No país do Sol investe-se bilhões de dólares para avançar sobre rios e
florestas sob o argumento do blak-out iminente. As cidades precisam ser
iluminadas para manter o desvairado mundo do entretenimento: pão e circo, a
velha dupla para ludibriar o empobrecimento da alma. Assim, esquartejam-se
florestas sob o argumento do “progresso”, “divisas”, “exportação”,
“balança comercial”, etc. Dessa
forma os espertalhões daqui unem-se ao olho gordo internacional em sua sanha
devastadora, em busca de riquezas e dominação internacional. Na região onde se
pretende construir novo e fantástico lago – “Belo Monte” - ocorre a devastação de madeiras nobres, que
serão exportadas em toras – para os palácios socialistas da Ásia ou para os
castelos da Europa e, mesmo, para os mega-shoppings americanos Retiram-se,
depois o ouro, o diamante, os minérios exportados a granel – sem significativa
geração de empregos. Os destituidos de seu habitat, como sempre, mão de obra barata e descartável! Paralelamente marcha a vegetação rasteira da soja e outros
transgênicos – fazendo do campo, outrora rico em nutrientes e microrganismos,
uma terra contaminada por venenos – vários dos quais proibidos em seus países
de origem. Isso em aparente benefício de minoria que rói o osso do poder – mesmo à custa da
própria alma - porque a liberdade e o estado de direito, em regimes
aparentemente democráticos, são privilégio de uma minoria, cuja mentalidade –
apesar da altura de seus palácios – é rasteira, apesar de soberba. Os
defensores dessa perpetuação do atraso, em sua política predatória, alegam que
os índios estão querendo terras demais – como se os benefícios da vida selvagem
fossem circunscritos apenas à sua sobrevivência. Não percebem o manancial de riquezas inesgotáveis dos biomas!. Nessa mentalidade, rasteira
como um campo de soja, avançam os subprodutos de outros interessados: os
fabricantes de agrotóxicos que contaminarão os rios e mananciais subterrâneos; os contrabandistas de venenos através de fronteiras mal cuidadas.
Por
outro lado, se junta a projetos hidrelétricos o capital francês, o
interesse japonês, o apetite chinês ao som tupiniquim da ‘internacional
socialista’ – cujo socialismo é rótulo, embalagem de um regime perverso.Porque não buscar alternativas como ocrre nos países escandinavos onde o socialismo é real e não uma mentira mil vezes repetida?
Os
personagens dessa mentalidade rasteira, antes de tudo, são “socialites”

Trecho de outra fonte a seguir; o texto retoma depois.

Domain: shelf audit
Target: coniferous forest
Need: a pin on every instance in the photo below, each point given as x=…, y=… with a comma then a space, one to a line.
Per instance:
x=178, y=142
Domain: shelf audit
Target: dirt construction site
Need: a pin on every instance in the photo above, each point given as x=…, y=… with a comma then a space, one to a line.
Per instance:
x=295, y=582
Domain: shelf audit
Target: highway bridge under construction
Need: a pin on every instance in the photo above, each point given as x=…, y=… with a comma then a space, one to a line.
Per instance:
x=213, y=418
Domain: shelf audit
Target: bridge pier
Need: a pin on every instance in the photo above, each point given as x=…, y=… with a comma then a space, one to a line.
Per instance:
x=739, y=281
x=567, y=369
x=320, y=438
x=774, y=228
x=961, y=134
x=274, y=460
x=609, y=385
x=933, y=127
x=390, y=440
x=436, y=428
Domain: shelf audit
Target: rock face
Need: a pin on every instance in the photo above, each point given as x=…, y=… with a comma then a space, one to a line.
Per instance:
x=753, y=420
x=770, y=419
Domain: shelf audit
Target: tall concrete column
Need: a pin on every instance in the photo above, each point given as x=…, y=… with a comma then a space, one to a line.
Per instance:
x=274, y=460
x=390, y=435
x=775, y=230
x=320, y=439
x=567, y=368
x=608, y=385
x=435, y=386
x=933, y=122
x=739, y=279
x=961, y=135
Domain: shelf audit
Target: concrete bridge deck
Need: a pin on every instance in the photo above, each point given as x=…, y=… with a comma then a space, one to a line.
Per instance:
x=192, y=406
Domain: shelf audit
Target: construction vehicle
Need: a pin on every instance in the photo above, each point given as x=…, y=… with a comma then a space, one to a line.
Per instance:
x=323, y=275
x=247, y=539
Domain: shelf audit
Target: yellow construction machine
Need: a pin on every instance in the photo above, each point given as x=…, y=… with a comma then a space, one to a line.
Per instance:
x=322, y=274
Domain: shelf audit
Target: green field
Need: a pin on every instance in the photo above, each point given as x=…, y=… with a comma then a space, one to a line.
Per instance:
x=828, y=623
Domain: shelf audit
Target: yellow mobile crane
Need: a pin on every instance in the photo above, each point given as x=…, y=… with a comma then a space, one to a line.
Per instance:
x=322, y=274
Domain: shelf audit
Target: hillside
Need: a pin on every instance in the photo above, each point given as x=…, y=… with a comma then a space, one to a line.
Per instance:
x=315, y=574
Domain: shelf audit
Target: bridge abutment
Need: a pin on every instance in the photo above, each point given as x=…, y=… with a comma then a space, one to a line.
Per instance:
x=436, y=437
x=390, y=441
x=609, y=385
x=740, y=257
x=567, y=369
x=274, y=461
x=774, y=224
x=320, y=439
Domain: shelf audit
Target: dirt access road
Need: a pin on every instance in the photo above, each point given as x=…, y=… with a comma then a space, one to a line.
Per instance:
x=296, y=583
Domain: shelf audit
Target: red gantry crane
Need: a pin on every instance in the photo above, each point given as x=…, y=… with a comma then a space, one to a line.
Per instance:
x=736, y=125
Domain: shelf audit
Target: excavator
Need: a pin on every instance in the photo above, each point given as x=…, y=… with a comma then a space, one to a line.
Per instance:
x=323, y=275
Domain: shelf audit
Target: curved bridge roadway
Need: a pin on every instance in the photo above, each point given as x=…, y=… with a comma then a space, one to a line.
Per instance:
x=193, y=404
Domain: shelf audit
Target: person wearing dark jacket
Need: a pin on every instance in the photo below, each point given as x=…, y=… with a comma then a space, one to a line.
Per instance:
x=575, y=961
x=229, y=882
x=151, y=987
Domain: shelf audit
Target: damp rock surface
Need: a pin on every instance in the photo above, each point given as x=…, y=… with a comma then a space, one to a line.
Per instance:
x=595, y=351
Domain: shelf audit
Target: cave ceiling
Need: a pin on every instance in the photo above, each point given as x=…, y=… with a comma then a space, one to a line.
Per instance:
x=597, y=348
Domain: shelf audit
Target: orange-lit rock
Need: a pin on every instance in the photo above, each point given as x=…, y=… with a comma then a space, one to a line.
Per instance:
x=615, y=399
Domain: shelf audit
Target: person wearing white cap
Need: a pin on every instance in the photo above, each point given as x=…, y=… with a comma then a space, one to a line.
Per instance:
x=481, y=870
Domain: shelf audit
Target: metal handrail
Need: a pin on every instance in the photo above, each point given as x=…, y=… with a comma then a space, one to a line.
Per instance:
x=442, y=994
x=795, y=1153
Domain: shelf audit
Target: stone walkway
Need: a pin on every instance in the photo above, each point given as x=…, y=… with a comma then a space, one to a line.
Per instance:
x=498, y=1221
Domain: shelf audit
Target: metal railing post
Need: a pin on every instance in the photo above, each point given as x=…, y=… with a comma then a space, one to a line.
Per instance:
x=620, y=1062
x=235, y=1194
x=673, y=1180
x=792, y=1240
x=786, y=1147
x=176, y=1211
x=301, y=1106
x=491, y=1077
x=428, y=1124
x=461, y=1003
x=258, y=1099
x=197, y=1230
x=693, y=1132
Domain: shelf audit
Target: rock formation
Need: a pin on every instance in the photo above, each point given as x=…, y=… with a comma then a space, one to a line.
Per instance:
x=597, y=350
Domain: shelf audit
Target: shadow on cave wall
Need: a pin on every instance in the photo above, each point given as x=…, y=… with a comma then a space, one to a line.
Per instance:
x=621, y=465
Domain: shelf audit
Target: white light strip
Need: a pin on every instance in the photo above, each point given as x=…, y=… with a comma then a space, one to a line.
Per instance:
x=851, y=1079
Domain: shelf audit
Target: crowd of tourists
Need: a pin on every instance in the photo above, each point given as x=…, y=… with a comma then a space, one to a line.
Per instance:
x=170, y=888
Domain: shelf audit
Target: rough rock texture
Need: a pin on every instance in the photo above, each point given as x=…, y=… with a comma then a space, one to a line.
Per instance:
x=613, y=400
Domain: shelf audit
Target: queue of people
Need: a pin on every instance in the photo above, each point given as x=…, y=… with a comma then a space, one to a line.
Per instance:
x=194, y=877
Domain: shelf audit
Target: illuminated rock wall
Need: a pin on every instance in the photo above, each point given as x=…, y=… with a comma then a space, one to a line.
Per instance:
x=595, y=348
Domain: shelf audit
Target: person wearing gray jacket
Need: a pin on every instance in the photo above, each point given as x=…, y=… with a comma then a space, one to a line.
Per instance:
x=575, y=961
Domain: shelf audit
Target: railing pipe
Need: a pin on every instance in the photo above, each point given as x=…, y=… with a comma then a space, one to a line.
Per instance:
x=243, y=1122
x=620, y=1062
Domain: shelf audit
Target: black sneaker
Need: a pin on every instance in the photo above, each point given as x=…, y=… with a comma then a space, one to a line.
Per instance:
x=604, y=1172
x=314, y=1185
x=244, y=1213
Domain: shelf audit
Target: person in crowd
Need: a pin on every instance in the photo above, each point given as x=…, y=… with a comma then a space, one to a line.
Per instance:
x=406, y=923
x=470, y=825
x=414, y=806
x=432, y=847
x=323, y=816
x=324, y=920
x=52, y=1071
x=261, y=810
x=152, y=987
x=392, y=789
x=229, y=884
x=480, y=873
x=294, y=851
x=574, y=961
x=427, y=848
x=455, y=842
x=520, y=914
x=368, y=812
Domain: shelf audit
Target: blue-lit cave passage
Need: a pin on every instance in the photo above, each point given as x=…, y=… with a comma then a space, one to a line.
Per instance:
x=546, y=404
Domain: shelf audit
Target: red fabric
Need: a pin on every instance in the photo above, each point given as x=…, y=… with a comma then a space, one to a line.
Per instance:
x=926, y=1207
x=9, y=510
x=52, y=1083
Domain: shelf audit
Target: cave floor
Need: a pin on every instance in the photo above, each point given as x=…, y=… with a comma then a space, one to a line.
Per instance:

e todos querem figurar em HD no rol da fama.
Há
necessidade de que os cientistas, antropólogos, parlamentares, mestres,
poetas, ambientalistas, teólogos, agricultores que amam a terra que cultivam, e
outros, que almejam um Brasil generoso para seus cidadãos e sustentável para as novas gerações e para o
mundo, se unam sob o incentivo e encorajamento de um governo que honre a Democracia real e prevaleça sobre a mentalidade rasteira.